The Horus Heresy series continues in Graham McNeill’s epic Mechanicum. Graham McNeill is one of the Black Library’s “dream team” writers. The other members of the trio include the hyper-prolific Dan Abnett and Ben Counter. The trio wrote the first three novels of the Horus Heresy series.
The first three novels functioned like a self-contained trilogy, chronicling the Warmaster Horus and his descent into heresy and madness. James Swallow’s Flight of the Eisenstein (Book 4) was a taut thriller with crisp writing and wonderfully orchestrated space battles. Since then, the Horus Heresy has had its ups (Legion by Dan Abnett) and downs (Descent of Angels by Mitchel Scanlon). This reviewer happily reports that Mechanicum brings the series back up to fighting trim.
In the novel, the readers encounter the adepts and forge masters of Mars. Centuries ago, the Emperor and the Fabricator-General created a union between Terra and Mars. The Mechanicum is one of the pillars of the Imperium of Man. The novels functions as an institutional history, similar to earlier volumes that chronicled the origins of a specific Space Marine legion. Only Graham McNeill could pen a compelling narrative based on supply chain logistics and portraits of the mechanically modified denizens of Mars that humanize them.

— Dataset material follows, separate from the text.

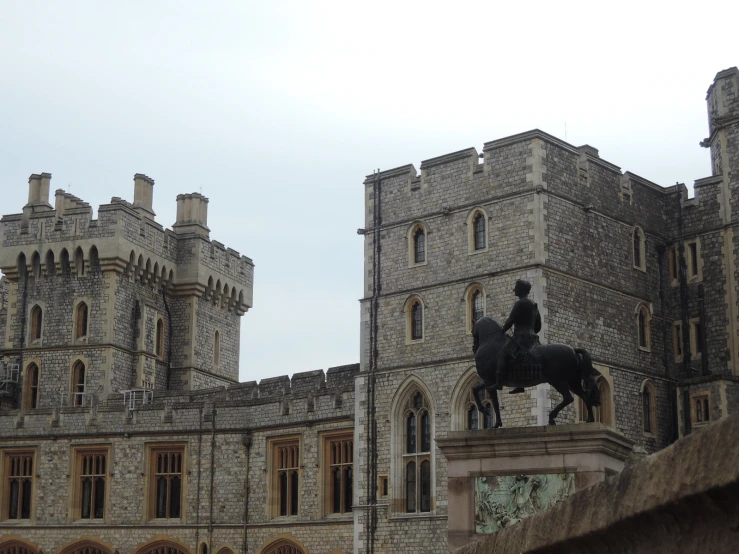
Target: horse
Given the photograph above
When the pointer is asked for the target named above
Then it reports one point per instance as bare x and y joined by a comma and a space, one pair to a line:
565, 368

The novel includes many competing plots (and competing plotters). Adept Koriel Zeth wants to build the Akashic Reader, a device capable of giving someone unlimited knowledge. Fabricator-Generator Kelbor-Hal wants to open the Moravec caverns, sealed by the Emperor’s command. Finally, Dalia Cythera, a lowly transcriber drafted by Adept Zeth to construct the Akashic Reader, deals with her visions of a dragon and a secret long buried in legend and deception. During this historical period of the Imperium, there is no single interpretation of the Omnissiah, the so-called Machine-God worshipped by the Mechanicum. To use more familiar figures, Adept Zeth, a champion of scientific exploration and eternal skeptic, could be seen as Dr. Richard Dawkins. She does not believe that the Machine-God actually exists. Fabricator-General Kelbor-Hal, a cold-blooded figure of monumental avarice and ambition, could be seen as Reverend Pat Robertson. Kelbor-Hal, a servant of the traitorous Warmaster Horus, will use every means at his disposal, including unleashing the demonic forces sealed away by the Emperor. And like Pat Robertson, he is not moved by the death of millions, but only uses it as a means to acquire more power in the name of the Machine-God.
While these machinations and theological debates occur, the Mechanicum suffers catastrophe after catastrophe. The atrocities lead to the inevitable split, with those loyal to the Emperor arrayed against those loyal to the Warmaster. The novel also includes great battle scenes with rival Titans, Reavers, and Knights fighting each other.
The novel is a wonderful continuation of the Horus Heresy, bringing a mix of space battles, ideological debates, and gothic imagery.